External signal manipulation — an adversary aware of the governor could craft sessions designed to return STABLE from the LLM while executing semantic drift. Practical vectors include prompt shaping, coherence spoofing via structured technical language, and delayed drift masking after establishing coherence. The streak and window requirements provide partial resistance. Crucially, the external signal cannot be treated as authoritative — it must remain one input into a stateful arbitration process, not a veto with independent authority.
The general pattern
The three-signal architecture applies to any system where:
- A fast, cheap signal drives alert generation (trigger)
- A slow, expensive signal provides semantic validation (interpreter)
- Divergence between them under alert conditions is measurable (arbitrator)
- Irreversible actions should be gated on temporal consistency of evidence
Security alerting pipelines. Anomaly detection. Autonomous agent control loops. The specific thresholds change. The architecture doesn't.

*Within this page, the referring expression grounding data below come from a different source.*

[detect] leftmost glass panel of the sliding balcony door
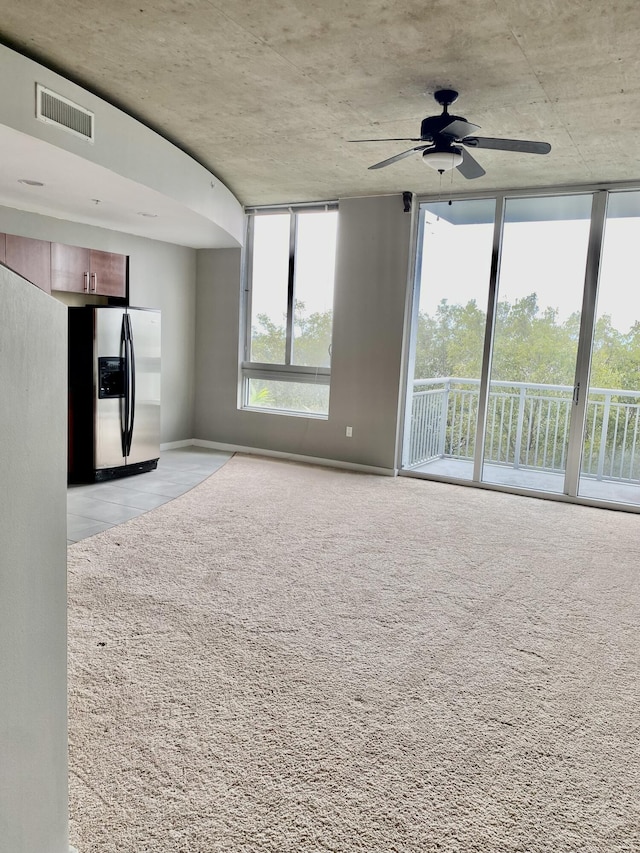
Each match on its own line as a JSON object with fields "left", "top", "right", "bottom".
{"left": 404, "top": 199, "right": 495, "bottom": 480}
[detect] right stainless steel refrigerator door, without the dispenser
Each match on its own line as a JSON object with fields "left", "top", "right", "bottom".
{"left": 127, "top": 308, "right": 160, "bottom": 465}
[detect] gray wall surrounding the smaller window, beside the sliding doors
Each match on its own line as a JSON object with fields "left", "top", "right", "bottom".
{"left": 194, "top": 195, "right": 411, "bottom": 469}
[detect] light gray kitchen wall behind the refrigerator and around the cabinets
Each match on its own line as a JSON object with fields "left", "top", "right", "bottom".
{"left": 0, "top": 207, "right": 196, "bottom": 443}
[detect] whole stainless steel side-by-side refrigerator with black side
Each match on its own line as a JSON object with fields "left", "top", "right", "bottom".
{"left": 68, "top": 305, "right": 160, "bottom": 483}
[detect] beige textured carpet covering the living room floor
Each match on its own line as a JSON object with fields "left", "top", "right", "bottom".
{"left": 69, "top": 456, "right": 640, "bottom": 853}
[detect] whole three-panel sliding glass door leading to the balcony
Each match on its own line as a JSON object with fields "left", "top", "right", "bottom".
{"left": 403, "top": 184, "right": 640, "bottom": 506}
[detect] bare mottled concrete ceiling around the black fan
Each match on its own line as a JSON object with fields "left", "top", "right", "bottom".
{"left": 0, "top": 0, "right": 640, "bottom": 204}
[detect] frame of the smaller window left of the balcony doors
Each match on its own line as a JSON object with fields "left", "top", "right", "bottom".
{"left": 238, "top": 201, "right": 338, "bottom": 412}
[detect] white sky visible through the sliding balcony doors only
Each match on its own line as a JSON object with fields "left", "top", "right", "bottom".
{"left": 420, "top": 213, "right": 640, "bottom": 332}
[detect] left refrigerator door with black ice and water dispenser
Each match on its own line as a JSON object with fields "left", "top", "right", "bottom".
{"left": 93, "top": 308, "right": 125, "bottom": 469}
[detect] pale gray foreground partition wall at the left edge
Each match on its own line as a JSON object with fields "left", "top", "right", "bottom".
{"left": 0, "top": 265, "right": 68, "bottom": 853}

Sensitivity and precision aren't fundamentally in tension if you can delay irreversible actions until slower evidence has accumulated. Keep the geometric detector maximally sensitive. Add the governor as a precision layer without modifying the detector at all.
Where this goes next
The current Signal C is approximated using the external categorical verdict rather than a calibrated numeric metric. The next step is formalizing it: normalizing both signals to a common scale, characterizing divergence distributions under known conditions (legitimate sessions, gradient attacks, jitter attacks), and deriving a proper decision threshold. That moves the governor from qualitative arbitration to a quantitative decision surface — and makes the architecture formally analyzable rather than empirically validated.
That's the step from project feature to publishable pattern. Separate research track, not a continuation of this work.
Code and data
Everything is at github.com/GnomeMan4201/drift_orchestrator (tag v0.13.0-dual-signal-governor).
-
policy.py— governor implementation -
firewall/gateway.py—/embedand/routeendpoints -
scripts/dual_signal_control_probe.py— the probe that generated the table data -
results/dual_signal_probe.json— raw probe output -
evasion_test_suite.py— the SGE benchmark suite -
papers/dual_signal_governor.md— full paper version of this post
The probe script is runnable if you have Ollama with qwen2.5:3b and nomic-embed-text pulled and the gateway running on 8765. bash scripts/start_gateway.sh handles the gateway startup.